Azorius Delver, by Harlan Firer

Creatures (12)
Delver of Secrets
Stoneforge Mystic
Snapcaster Mage
True-Name Nemesis

Spells (28)
Force of Will
Spell Pierce
Spell Snare
Swords to Plowshares
Council’s Judgment
Jace, the Mind Sculptor
Umezawa’s Jitte
Lands (20)
Flooded Strand
Polluted Delta
Scalding Tarn
Misty Rainforest
Windswept Heath

Sideboard (15)
Engineered Explosives
Surgical Extraction
Council’s Judgment
Back to Basics
Containment Priest
True-Name Nemesis
Celestial Purge
Gideon, Ally of Zendikar

The Azorius version makes better use of True-Name Nemesis thanks to equipment like Batterskull and Umezawa’s Jitte. Swords to Plowshares does more work as a removal than Lightning Bolt, though it also slows down your clock a bit.

Overall the Azorius version is slower and happier to play longer games, which is why it has 20 lands and a two copies of Jace, the Mind Sculptor. It also gets access to the white sideboard options like Containment Priest, Celestial Purge, Council’s Judgement, and Disenchant.

Where to Go from Here

How should the Legacy metagame adapt? If we expect more Delver decks in Legacy moving forward, the decks that can rise up to fight Delver are GB Depths, Death and Taxes, or Aggro Loam. If you are looking to beat the Delver decks and have reasonable to good matchups across most of the field, I would personally start with Aggro Loam.

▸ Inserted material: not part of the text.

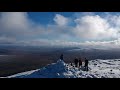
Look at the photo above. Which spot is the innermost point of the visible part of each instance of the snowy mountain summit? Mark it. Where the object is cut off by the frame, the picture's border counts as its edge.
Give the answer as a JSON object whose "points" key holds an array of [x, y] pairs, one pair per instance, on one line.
{"points": [[97, 69]]}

Four-Color Loam, by Jonathan Orr

Creatures (11)
Dark Confidant
Knight of the Reliquary
Dryad Arbor
Scavenging Ooze
Gaddock Teeg

Spells (23)
Sylvan Library
Chalice of the Void
Mox Diamond
Liliana of the Veil
Green Sun’s Zenith
Life from the Loam
Punishing Fire
Abrupt Decay
Assassin’s Trophy
Lands (26)
Verdact Catacombs
Windswept Heath
Grove of the Burnwillows
Tranquil Thicket
Barren Moor
Ghost Quarter
Cabal Pit
Maze of Ith

Sideboard (15)
Leyline of the Void
The Tabernacle at Pendrell Vale
Golgari Charm
Swords to Plowshares
Thalia, Guardian of Thraben
Reclamation Sage
Ajani Vengeant
Garruk Relentless
Liliana, the Last Hope

This is likely where I’m going to start when approaching the new Legacy metagame. Then again, I might just join the Delver parade and try Harlan’s Azorius Delver list as well. I am excited to see where Legacy goes in the next couple of months, and I hope to see you all at the next Legacy tournament!